All of the example sentences seem to be very old sounding and mostly related to one religion or another.

But anyway, if anyone could help me understand what 하도다 means, that would be great. Thanks.


----------



## Environmentalist

Your suspicion is correct.
~하도다 is a very very old-fashioned form of ~하구나 or ~하다.
It was usually used in exclamatory sentences and no one uses that expression anymore.
If you say ~하도다 in casual conversations, people would giggle and think you are being extremely dramatic.
You might be able to come across the phrase in historical films or TV shows or novels.


----------



## RadkeRonnie

I didn't realize that it was exclamatory, but that makes sense. Thanks so much for your help!


----------



## Broadgrasser

*어리석은 자는 그의 마음에 이르기를 하나님이 없다 하도다. *(Also, if anyone could help me understand this sentence, that would be great. I don't understandwhat verb takes the object 이르기를. "God says that there is no reaching the hearts of the foolish?")

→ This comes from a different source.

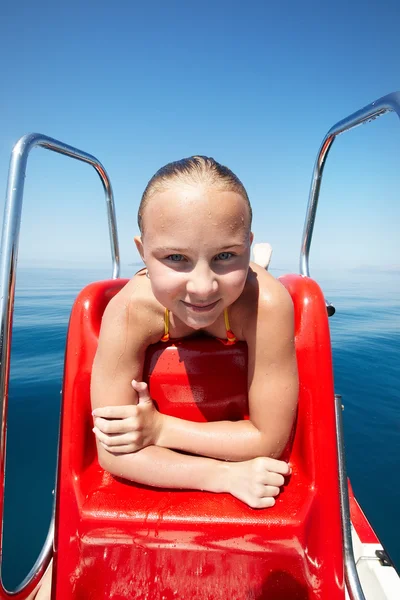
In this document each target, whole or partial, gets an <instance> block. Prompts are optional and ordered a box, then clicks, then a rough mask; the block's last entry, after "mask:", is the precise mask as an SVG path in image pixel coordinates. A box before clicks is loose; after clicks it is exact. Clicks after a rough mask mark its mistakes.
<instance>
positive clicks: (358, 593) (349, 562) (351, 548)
mask: <svg viewBox="0 0 400 600" xmlns="http://www.w3.org/2000/svg"><path fill="white" fill-rule="evenodd" d="M342 410H343V409H342V397H341V396H340V395H339V394H335V418H336V441H337V453H338V468H339V493H340V514H341V520H342V534H343V548H344V576H345V581H346V587H347V591H348V592H349V596H350V598H351V600H365V596H364V592H363V591H362V587H361V583H360V579H359V577H358V573H357V567H356V563H355V560H354V551H353V542H352V540H351V525H350V522H351V521H350V503H349V489H348V485H347V472H346V460H345V451H344V435H343V418H342Z"/></svg>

----> 이르기를 is a conjugation form of 이르다 . In this context, It means 'tell' or 'say'. Nowadays we don't say this word often. It's usage is almost limited for quoting proverbs (ex: 속담에 이르기를 or 성경에 이르기를, respectively meaning ' as the old saying goes' and 'the bible says that')
The original of the sentence you mentioned is this.
*Psalm 53*
1 The fool says in his heart,
“There is no God.”
They are corrupt, and their ways are vile;
there is no one who does good.

Sorry for my poor English..but hope it helps 
Have a good day!


----------



## RadkeRonnie

Broadgrasser, what you said makes a lot of sense. I think I understand it now. Thank you!


----------